Homily – August 14th, 2011
Psalm 84 HYMN OF JOY August 14, 2011
In the City of Rome, when I first arrived, a Jesuit friend showed me a day’s sightseeing. We turned our steps toward the Vatican. I yet remember some anticipation, for I had seen, more than once, photographs of Saint Peter’s Basilica, and always I associated that church with the Pope. In walking closer, my expectation grew. Following a bridge, we crossed the Tiber River, onto the Via Della Conciliazione, and of a sudden that basilica came into view, wide and high, all stone. Rising from that immense architectural wonder, the huge dome—round and in white marble—reached the cross skyward. The partially encircled piazza presented to me a monumental colonnade, its open arms suggesting a welcome toward the great church.
On my first seeing this Catholic home, I felt a wave of surprise and of awe. Even if over the years I had seen depictions of St. Peter’s Basilica, now I was viewing it actually, really, and it overwhelmed me. It took my breath away, not as an architectural wonder, although it is that, but as the architectural embodiment of the living Church.
In Psalm 84, a pilgrim has an analogous experience, somewhat like, yet different from my experience. In the first five stanzas of this joyful psalm, the pilgrim comes from some distance; he recalls good days, and he recalls the beauty of the Lord’s place. “How lovely is your dwelling place, Lord Mighty God.” This pilgrim links the magnificent Jerusalem temple with the earthly domicile of the Holy One.
Seeing a bird fly inside, the pilgrim marvels that a sparrow and a
swallow live in the high corners of the structure. Apparently, they even build nests there, nurturing their young, undisturbed by temple custodians. Some dedicated souls live in the temple, and often they raise their hymns in joyful tribute to the Lord.
How lovely your dwelling, O Lord of hosts!
My soul yearns and pines for the courts of the Lord.
My heart and flesh cry out for the living God.
As the sparrow finds a home
and the swallow a nest to settle her young,
My home is by your altars, Lord of hosts, my king and my God!
Happy are those who dwell in your house!
They never cease to praise you.
Fittingly, we think of our beautiful island during these days of warm outdoors’ weather, and we realize that God has created this pleasing land, and that here the Creator dwells as He dwells in His entire universe.
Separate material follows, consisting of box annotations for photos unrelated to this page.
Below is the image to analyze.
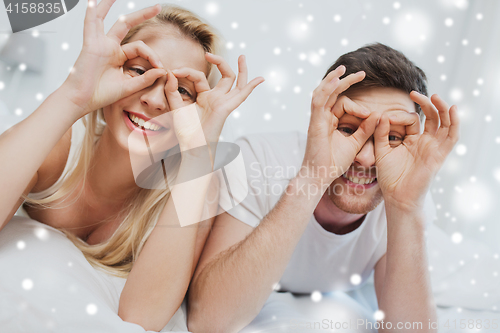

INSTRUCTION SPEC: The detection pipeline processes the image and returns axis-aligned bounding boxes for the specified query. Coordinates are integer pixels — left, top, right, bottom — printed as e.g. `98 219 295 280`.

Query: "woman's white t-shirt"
228 132 436 293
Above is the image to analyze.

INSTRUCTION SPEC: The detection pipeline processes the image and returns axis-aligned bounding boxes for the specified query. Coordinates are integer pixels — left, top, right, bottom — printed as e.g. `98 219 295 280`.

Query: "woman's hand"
166 53 264 143
63 0 165 117
374 91 459 209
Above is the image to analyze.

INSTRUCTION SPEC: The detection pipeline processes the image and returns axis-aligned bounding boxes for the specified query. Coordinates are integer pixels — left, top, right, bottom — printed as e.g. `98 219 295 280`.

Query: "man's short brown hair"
323 43 427 115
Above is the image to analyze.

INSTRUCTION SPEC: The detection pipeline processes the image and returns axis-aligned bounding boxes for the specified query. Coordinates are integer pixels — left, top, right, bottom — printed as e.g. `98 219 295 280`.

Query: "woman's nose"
354 137 375 168
141 82 168 112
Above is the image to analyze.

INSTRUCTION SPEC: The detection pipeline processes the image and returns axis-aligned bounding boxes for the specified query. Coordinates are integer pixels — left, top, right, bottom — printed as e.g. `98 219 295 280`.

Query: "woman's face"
103 26 207 155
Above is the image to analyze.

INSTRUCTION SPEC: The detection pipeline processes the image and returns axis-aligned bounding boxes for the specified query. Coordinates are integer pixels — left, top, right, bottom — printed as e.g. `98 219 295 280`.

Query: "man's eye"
339 127 354 136
177 87 193 98
130 67 146 75
389 134 403 141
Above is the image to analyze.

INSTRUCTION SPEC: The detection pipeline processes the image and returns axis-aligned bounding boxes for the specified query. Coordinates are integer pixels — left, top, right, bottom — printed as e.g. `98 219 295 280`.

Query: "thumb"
124 68 166 96
373 114 391 155
349 112 378 152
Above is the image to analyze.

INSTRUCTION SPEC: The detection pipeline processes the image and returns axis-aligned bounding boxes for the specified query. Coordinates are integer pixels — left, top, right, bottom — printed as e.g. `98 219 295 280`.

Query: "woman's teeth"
128 113 161 131
342 174 377 185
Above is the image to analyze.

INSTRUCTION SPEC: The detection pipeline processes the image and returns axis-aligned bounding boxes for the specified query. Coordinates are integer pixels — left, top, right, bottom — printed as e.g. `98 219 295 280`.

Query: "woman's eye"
339 127 354 136
177 87 193 98
130 67 146 75
389 134 403 141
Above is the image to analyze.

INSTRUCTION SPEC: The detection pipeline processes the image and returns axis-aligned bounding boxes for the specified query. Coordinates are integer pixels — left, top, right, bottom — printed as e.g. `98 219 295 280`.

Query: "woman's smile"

The Jerusalem temple encompassed the Ark, God’s earthly throne. As the pilgrim yearns and pines for the Lord’s courts, so we might also long for nearness to God, to find a home that is God. The pilgrim is not so much bent upon the Jerusalem temple as he is desirous of the Lord, not so much attracted to the courts as prone to God, to rest in his creator.
In the second stanza of our Psalm, the traveler finds joy along the pilgrim roads, for he thinks of being close to God in the Holy City. Although we are unable to find an actual spot named Baca, scholars conclude that the place symbolizes some desert, arid area. Yet as the
pilgrim journeys through this unhealthy area, he imagines refreshing
rains come with him. Moreover, even the stragglers or the lost will find water pools, for to pilgrims the Lord blesses this land with life-giving water.
Finally, the pilgrim journeys to the high spot called Mount Zion, for the temple resides there. On Mount Zion, the wayfarer will pass through the temple’s first wall and then through to the inner wall and, in the Holy of Holies, there experience God. The pilgrim will feel intimacy with the Lord.
In the third stanza, the pilgrim prays for the king who wards off enemies. The king proves himself a shield who protects from those who might harm the pilgrims. The Lord has anointed this leader.
We pray for our leaders, and we call God to bless our soldiers who stand like a shield in harm’s way to ward off blows. Recently, the enemy in Afghanistan shot down a helicopter carrying thirty troops; these all perished in the crash. You and I ought to pray for these warriors. Quite distinctly, our psalm in this third verse calls upon God to aid those who defend us.
I find in our psalm’s fourth stanza, the title of a book that tells the story of several Jesuits who served the Lord, not as priests, but as religious brothers. Better a Day, a 1951 book by John Leary, S.J., offers the biographies of vowed men such as Saint Nicholas Owen, a carpenter who cleverly fashioned hiding places for priests during the seventeenth century persecution in Elizabeth’s England. The book title suggests that by their consecration, these religious lived in the house of the Lord.
Even if our pilgrim comes to the Jerusalem temple only briefly, still he relishes his day in the courts near God, and he finds his short stay there far preferable to many years dwelling with evil doers.
Our pilgrim likens God to the sun, from which corn and trees receive health and growth, from which the beasts receive blood and breath, and we humans receive warmth, light and life; so indirectly as if from the sun, yet from God we directly draw grace and human honor.
The Lord withholds no good thing
from those who walk without reproach.
O Lord of hosts, happy are those who trust in You!
You and I recognize our sustainer and protector, the giver to us of good things, the one with whom we long to dwell. This God relates to individuals, and we directly address “my King and my God.” AMEN!